Le sue potenti mani mi avvicinano di più a lui, facendo incontrare il suo bacino con il mio ventre; trasalisco per il troppo contatto fisico. Lui fa una smorfia divertita, mentre io continuo a guardarlo seria. Cosa vorrà farmi?
Aspiro profondamente il suo odore, quando le sue morbide labbra si appoggiano sul mio collo.

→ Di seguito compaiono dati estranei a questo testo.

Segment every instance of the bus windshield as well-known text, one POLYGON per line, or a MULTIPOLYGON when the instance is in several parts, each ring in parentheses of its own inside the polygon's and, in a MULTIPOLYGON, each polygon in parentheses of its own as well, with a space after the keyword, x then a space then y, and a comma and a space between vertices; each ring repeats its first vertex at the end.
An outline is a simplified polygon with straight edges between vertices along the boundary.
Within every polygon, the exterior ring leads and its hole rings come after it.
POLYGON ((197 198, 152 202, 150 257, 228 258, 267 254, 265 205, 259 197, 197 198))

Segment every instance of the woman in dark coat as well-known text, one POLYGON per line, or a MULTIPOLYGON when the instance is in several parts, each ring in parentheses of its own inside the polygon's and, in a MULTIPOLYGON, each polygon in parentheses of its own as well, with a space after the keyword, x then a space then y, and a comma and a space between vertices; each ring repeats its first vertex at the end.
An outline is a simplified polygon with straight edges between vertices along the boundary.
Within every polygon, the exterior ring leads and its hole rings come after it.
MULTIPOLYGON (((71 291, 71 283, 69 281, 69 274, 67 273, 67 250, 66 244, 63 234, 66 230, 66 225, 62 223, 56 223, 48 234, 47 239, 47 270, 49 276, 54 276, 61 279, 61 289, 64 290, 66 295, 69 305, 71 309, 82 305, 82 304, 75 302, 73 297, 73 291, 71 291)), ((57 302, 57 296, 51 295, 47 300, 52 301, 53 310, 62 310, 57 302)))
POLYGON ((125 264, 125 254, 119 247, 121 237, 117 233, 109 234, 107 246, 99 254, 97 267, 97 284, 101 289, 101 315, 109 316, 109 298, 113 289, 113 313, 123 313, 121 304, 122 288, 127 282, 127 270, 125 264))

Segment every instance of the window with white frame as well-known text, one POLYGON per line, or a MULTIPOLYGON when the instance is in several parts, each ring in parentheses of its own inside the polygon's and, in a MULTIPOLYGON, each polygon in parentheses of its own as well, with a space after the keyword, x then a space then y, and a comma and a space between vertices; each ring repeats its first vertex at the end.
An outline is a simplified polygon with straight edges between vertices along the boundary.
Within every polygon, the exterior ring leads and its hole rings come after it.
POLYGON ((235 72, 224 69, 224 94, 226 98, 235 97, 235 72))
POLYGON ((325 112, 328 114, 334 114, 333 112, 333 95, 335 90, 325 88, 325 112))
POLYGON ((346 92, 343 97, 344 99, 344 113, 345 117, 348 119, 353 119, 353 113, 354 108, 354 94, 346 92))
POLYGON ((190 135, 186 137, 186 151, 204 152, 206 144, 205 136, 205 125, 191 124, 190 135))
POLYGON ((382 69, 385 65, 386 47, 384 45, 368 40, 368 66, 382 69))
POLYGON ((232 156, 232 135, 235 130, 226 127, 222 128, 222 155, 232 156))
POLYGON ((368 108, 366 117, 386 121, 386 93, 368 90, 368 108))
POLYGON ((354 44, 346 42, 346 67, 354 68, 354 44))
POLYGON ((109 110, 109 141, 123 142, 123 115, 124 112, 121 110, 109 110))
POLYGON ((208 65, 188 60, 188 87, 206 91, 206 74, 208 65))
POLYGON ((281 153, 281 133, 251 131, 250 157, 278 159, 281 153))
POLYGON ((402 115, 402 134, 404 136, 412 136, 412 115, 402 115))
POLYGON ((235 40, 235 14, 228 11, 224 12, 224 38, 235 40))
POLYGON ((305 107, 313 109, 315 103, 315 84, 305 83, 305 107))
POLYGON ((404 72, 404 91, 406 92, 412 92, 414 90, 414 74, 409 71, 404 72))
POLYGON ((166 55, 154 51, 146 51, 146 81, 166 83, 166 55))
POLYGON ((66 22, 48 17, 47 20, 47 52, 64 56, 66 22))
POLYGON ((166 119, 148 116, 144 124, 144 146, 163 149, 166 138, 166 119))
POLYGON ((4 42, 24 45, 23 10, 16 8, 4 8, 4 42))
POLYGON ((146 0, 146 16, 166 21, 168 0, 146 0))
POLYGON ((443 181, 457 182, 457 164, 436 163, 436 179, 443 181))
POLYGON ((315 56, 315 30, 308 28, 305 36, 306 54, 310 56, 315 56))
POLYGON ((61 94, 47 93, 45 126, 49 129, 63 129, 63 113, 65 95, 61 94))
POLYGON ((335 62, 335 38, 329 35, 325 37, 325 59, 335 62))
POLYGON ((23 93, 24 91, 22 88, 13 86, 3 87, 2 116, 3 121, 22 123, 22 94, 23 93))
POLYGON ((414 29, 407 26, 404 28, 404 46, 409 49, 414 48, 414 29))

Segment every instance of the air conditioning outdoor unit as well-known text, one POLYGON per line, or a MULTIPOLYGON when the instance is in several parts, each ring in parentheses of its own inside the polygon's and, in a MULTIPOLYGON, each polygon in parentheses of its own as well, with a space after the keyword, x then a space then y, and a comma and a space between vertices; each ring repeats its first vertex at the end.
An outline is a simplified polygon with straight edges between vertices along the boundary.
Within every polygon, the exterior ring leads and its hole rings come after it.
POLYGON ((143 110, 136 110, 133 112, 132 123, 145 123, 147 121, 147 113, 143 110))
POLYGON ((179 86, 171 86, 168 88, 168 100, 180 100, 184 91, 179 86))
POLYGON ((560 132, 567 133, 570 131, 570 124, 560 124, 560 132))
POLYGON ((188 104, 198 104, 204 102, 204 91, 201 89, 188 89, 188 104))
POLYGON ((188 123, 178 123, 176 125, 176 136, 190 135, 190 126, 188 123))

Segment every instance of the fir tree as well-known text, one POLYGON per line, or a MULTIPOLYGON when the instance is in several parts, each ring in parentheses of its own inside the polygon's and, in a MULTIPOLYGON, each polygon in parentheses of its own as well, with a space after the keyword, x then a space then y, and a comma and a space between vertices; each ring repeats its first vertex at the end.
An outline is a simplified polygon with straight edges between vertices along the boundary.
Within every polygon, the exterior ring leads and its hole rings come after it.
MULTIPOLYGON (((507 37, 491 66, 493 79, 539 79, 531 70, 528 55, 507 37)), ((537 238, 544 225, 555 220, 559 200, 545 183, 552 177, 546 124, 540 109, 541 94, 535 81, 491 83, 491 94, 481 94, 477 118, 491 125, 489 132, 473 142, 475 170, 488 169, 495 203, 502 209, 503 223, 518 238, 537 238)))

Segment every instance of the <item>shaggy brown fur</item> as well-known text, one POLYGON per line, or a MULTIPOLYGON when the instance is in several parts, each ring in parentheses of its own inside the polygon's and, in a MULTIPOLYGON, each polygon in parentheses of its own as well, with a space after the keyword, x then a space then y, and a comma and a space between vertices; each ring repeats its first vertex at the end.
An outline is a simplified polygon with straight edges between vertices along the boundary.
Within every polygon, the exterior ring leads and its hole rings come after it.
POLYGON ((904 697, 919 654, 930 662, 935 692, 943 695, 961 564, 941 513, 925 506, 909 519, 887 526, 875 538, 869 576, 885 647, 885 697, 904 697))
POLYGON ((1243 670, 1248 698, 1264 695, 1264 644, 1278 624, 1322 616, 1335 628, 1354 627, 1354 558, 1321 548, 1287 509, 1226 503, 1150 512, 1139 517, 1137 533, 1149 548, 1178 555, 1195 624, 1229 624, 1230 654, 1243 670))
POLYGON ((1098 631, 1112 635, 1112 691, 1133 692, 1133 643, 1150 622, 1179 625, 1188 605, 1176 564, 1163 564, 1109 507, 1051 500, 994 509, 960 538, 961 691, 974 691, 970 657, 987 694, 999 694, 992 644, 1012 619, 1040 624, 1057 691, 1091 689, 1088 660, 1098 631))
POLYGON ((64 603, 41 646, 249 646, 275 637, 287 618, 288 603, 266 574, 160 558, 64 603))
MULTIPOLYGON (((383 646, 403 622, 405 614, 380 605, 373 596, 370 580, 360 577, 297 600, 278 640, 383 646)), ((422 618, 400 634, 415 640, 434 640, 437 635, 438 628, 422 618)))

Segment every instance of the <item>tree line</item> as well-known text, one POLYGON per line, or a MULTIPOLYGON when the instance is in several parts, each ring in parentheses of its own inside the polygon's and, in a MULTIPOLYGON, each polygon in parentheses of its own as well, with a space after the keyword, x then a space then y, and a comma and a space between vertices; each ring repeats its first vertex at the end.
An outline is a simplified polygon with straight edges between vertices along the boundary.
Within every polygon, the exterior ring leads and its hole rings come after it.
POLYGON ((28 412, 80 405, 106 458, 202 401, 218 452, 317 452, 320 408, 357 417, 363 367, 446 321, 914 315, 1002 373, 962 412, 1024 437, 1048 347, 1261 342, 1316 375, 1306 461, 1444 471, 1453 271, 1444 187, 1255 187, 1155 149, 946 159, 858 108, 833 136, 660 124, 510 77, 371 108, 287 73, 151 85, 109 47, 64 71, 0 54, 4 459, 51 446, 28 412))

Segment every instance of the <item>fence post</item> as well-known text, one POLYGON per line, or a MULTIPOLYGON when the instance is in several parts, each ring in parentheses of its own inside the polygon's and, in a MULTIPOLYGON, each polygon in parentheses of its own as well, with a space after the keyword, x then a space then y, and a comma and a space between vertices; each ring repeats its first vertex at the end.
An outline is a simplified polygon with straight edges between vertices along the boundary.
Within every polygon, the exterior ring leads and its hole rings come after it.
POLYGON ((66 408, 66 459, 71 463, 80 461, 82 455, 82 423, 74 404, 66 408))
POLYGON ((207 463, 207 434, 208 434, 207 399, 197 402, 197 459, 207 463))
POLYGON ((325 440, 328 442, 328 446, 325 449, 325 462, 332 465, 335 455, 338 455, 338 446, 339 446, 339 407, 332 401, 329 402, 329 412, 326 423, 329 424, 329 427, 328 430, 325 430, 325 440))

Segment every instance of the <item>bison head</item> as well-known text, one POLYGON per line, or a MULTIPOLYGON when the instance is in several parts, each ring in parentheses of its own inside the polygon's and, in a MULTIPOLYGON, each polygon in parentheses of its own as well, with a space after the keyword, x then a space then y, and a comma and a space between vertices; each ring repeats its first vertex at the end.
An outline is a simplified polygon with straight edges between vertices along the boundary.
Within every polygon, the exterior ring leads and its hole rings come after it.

Chiudo gli occhi abbandonandomi al suo tocco umido. Gemo piano, quando i brividi percorrono tutto il mio corpo.
Il suo respiro caldo e poco affannoso mi sfiora delicatamente il collo, facendomi venire la pelle d'oca.
Le sue labbra arrivano dolcemente alla mia guancia sinistra, incominciando a baciarmi anche quest'ultima; non lo fermo, piuttosto, stringo forte la sua spalla con la mano destra, dandogli la prova del mio lieve piacere.
Sorride compiaciuto.
Il suo fiato mi accarezza le narici, mentre la sua bocca si avvicina furtiva alle mie labbra. Mi sfiora il viso con le sue dita; mugolio. Percepisco che sta sorridendo a causa del respiro spinto che mi ha toccata poco prima.
Apro gli occhi sentendomi osservata, prima che il suo sguardo mi faccia trasalire ancora.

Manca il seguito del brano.